As a parent with kids in the Lower School and the Middle School, I often hear about events that go on in the upper divisions, though I'm not truly familiar with all the ins and outs. I do know that the Upper School has something called "Conversations That Count." I've never been to one of these programs, which, as far as I know, allow students and parents to examine challenging issues. However, the name of this event truly resonates with me. I feel that when discussing what my kids are learning in the lower divisions, we, too, have conversations that count.
My kindergartener and I were running errands and listening to the radio, and a children's author, Mo Willems, was being interviewed. To my dismay, my kindergartener started screaming—full on screaming. Not in a fearful way, but in an "I'm at a Rolling Stones concert" way. Once my son calmed down, the rest of the car ride was a re-telling of all things Mo Willems that he had absorbed at school. Then, the radio segment started highlighting a book that my son had just checked out of the school library and had with him in the car. "I cannot wait to tell my teacher," my son said. "He is not going to believe what just happened!"

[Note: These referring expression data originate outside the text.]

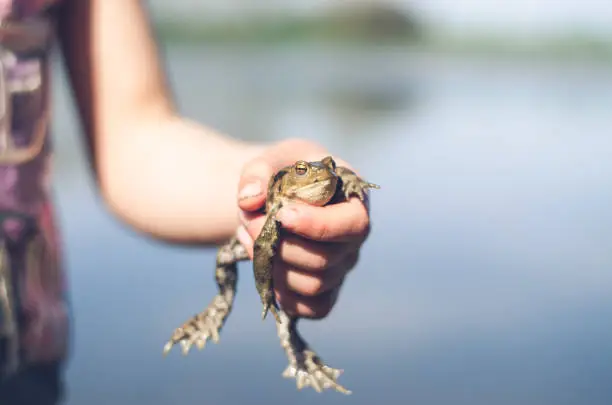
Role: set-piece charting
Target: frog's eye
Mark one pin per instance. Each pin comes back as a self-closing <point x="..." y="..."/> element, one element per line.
<point x="301" y="169"/>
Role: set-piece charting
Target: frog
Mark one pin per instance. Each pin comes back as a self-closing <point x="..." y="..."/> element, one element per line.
<point x="317" y="183"/>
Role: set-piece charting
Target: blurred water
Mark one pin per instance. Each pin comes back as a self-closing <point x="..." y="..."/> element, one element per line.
<point x="487" y="278"/>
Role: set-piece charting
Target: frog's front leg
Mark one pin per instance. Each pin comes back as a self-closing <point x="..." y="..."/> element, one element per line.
<point x="304" y="363"/>
<point x="264" y="251"/>
<point x="353" y="185"/>
<point x="208" y="323"/>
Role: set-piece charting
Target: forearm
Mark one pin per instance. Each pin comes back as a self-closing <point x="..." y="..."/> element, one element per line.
<point x="164" y="176"/>
<point x="175" y="180"/>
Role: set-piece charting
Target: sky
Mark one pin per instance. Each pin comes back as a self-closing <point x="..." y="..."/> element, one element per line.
<point x="530" y="16"/>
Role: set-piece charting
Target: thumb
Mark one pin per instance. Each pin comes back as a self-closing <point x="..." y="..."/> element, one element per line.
<point x="253" y="184"/>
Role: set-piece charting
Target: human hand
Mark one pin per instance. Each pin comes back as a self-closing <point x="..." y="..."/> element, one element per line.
<point x="323" y="243"/>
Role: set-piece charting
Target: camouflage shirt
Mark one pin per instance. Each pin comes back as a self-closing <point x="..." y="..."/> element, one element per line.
<point x="33" y="305"/>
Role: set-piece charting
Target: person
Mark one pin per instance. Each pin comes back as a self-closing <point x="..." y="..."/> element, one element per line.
<point x="165" y="176"/>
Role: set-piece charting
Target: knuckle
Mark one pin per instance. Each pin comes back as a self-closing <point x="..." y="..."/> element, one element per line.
<point x="362" y="226"/>
<point x="311" y="287"/>
<point x="320" y="230"/>
<point x="319" y="262"/>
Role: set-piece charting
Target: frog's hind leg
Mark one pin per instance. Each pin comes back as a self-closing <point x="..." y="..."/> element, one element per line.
<point x="208" y="323"/>
<point x="304" y="363"/>
<point x="264" y="250"/>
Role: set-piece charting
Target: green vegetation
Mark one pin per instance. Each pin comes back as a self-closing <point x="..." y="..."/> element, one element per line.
<point x="378" y="25"/>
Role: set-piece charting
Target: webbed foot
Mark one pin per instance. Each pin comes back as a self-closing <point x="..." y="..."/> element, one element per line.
<point x="304" y="363"/>
<point x="201" y="327"/>
<point x="208" y="323"/>
<point x="310" y="371"/>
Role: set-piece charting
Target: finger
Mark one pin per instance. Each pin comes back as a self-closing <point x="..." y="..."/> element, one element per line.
<point x="253" y="183"/>
<point x="309" y="255"/>
<point x="307" y="307"/>
<point x="344" y="222"/>
<point x="311" y="284"/>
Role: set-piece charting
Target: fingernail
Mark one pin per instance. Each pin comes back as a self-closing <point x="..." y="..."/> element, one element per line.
<point x="243" y="219"/>
<point x="287" y="216"/>
<point x="250" y="190"/>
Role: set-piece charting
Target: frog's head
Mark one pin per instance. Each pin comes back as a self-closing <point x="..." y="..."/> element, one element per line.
<point x="311" y="182"/>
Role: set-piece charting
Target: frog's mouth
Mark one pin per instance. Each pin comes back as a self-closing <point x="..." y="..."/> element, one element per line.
<point x="318" y="193"/>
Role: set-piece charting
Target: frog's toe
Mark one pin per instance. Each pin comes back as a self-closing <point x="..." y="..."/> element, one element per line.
<point x="309" y="370"/>
<point x="200" y="328"/>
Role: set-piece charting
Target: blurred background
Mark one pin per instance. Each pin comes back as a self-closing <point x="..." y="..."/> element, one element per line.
<point x="487" y="278"/>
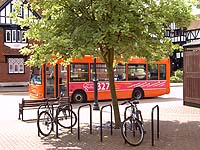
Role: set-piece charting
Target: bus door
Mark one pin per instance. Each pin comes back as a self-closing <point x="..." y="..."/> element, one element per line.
<point x="50" y="80"/>
<point x="63" y="80"/>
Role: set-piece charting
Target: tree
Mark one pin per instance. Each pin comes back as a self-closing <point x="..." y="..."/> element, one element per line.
<point x="109" y="29"/>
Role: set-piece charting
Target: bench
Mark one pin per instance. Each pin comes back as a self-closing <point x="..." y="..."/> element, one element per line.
<point x="34" y="104"/>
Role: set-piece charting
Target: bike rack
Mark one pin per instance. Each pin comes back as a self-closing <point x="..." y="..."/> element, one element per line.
<point x="38" y="111"/>
<point x="79" y="119"/>
<point x="101" y="134"/>
<point x="56" y="120"/>
<point x="152" y="124"/>
<point x="125" y="118"/>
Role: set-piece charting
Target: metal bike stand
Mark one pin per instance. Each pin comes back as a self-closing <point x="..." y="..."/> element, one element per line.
<point x="101" y="134"/>
<point x="152" y="124"/>
<point x="125" y="118"/>
<point x="38" y="112"/>
<point x="56" y="119"/>
<point x="79" y="119"/>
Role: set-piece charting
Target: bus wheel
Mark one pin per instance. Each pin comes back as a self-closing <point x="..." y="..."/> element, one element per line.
<point x="138" y="93"/>
<point x="79" y="97"/>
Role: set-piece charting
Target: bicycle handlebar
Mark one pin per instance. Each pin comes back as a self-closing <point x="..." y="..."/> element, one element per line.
<point x="131" y="101"/>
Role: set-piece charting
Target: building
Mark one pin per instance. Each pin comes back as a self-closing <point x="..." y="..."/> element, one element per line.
<point x="12" y="68"/>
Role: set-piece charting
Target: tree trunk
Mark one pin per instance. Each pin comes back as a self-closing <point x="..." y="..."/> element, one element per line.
<point x="109" y="64"/>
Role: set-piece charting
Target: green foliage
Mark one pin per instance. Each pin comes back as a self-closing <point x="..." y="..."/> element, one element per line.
<point x="129" y="28"/>
<point x="178" y="77"/>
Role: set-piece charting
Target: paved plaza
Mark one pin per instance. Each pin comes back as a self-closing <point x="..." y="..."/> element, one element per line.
<point x="179" y="127"/>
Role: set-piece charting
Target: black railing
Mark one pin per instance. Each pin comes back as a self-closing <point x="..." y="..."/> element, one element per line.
<point x="56" y="119"/>
<point x="125" y="111"/>
<point x="152" y="123"/>
<point x="101" y="131"/>
<point x="79" y="119"/>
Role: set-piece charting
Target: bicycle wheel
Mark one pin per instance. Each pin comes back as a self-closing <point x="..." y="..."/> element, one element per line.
<point x="66" y="118"/>
<point x="132" y="131"/>
<point x="45" y="123"/>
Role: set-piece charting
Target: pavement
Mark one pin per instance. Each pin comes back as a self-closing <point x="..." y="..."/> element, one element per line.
<point x="179" y="127"/>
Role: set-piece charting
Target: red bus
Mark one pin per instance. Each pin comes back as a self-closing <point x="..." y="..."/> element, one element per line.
<point x="136" y="79"/>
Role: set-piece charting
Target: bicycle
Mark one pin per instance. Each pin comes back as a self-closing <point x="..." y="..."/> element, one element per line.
<point x="65" y="117"/>
<point x="132" y="127"/>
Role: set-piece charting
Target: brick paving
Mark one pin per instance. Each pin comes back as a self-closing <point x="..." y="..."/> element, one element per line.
<point x="179" y="128"/>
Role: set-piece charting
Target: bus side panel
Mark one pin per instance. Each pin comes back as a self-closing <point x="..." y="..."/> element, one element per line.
<point x="154" y="92"/>
<point x="36" y="91"/>
<point x="124" y="89"/>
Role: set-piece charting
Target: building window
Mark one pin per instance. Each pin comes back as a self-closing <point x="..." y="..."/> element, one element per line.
<point x="16" y="65"/>
<point x="18" y="36"/>
<point x="20" y="10"/>
<point x="8" y="35"/>
<point x="13" y="36"/>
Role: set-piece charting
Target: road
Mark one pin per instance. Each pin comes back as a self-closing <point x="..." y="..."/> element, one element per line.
<point x="179" y="127"/>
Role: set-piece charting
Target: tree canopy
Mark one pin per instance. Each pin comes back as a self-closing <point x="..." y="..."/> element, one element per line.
<point x="72" y="28"/>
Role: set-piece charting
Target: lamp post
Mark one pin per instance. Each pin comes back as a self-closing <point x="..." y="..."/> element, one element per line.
<point x="95" y="104"/>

My second grader is currently studying the colonial time period, and a few weeks ago, he and his classmates went to Claude Moore Colonial Farm. That night at dinner, we learned all about a "board game" that used stones but was otherwise very similar to Checkers. My son spoke about the game with such passion that as a parent, you just got pulled into his words and the emotion behind them.
Almost every day, my boys are bringing home what they have learned and are sharing it with us. The student becomes the teacher. And for me, those are most definitely conversations that count.